For all her writing similarity with the pink pony, who flies to you and shoots you with glitters of wisdom, she wrote an extremely practical manual for people of creative professions, which I caught in time and was very useful. I liked the idea that one should not be afraid to do something, because if it doesn’t work the first time, it’s the one hundred and first. This story helps a lot: Gilbert tells how, having received a refusal in one journal, she immediately sent her story to the next one, and as one of her manuscripts, the same editor at first rejected, and three years later she accepted - well, because he had a mood.

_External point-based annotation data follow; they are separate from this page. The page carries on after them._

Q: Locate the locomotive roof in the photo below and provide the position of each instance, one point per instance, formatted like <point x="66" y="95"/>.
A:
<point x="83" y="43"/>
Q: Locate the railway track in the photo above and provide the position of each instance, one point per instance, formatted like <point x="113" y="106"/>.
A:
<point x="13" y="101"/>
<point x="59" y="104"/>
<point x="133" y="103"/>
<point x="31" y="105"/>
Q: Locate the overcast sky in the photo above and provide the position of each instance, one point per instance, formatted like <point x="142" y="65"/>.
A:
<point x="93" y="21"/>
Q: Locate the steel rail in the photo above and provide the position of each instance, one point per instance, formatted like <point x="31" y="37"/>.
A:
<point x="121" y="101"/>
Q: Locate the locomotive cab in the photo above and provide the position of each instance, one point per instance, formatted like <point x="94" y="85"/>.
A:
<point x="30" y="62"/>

Even Gilbert pronounces a very good idea that you should not shake over your texts and consider them as children who were born once and everything cannot be replaced. Sometimes it happens that this “child” very quickly needs to cut off a leg, arm, head or in general to regenerate everything anew - and such a reverent attitude impedes a lot.
A. S. Byatt
"Ragnarok"
It seems to me that no one better than Byette could not recite the Scandinavian myths for adults. Remember, in childhood, everyone had adapted Scandinavian tales about gods and heroes - I had them! So, Byette in the Canonguetian myth series did the same thing, but for adults, and it is somehow indescribably perfect. On the one hand, Bayett writes in a monumental and dense manner, and on the other, he is incredibly beautiful, without a hint of vulgarity. In fact, I dream to translate this book, so I decided that it would not be out of place to say this out loud.
Leo Kassil
"Conduit and Shwambrania"
Another childhood book that I thought taught me two things. First, you can literally from a bare place, out of nowhere, go into the wonderful world of fantasy, invent a country for yourself, become its king and feel great there - play a pipe and be a driver in general. And secondly, Kassilev's sense of humor is the best thing that can happen to a child. It is understandable, not lisping. It seems impossible to read in Kassil's childhood and grow up to be a dull person.
Emily auerbach
"Searching for Jane Austen"
A very good literary study of how Jane Austen from, in general, poisonous ironic writer turned into an icon chiklita. I once wrote a dissertation on the perception of Austin in modern literature, but since then I have still tried to read the more or less worthwhile things that they write about Austin. It struck me how in the years after the death of the writer, she began to cast an angelic shine on her, paint her buns and expose her with a tender nyasha - including members of her own family who did not know what to do with her talent. Auerbach also noticed that many journalists and critics call Austin in the text very familiarly - Jane, although no one, say, would ever think of calling Kipling Rudyard and starting critical articles about him with phrases like: "Rudyard never got married."
Donna tartt
"Little friend"
With this novel, I began my love for how Tartt writes. I remember I read the Secret History first, of course, I liked it, but somehow it wasn’t completely. And then, in the summer, I came across a “Little Friend,” and it was there that Tartt's talent stood up to the image of a teenager’s tossing about and forming the inner world. I remember reading it and thinking: "This is the novel I definitely want to translate." Good that my dream came true.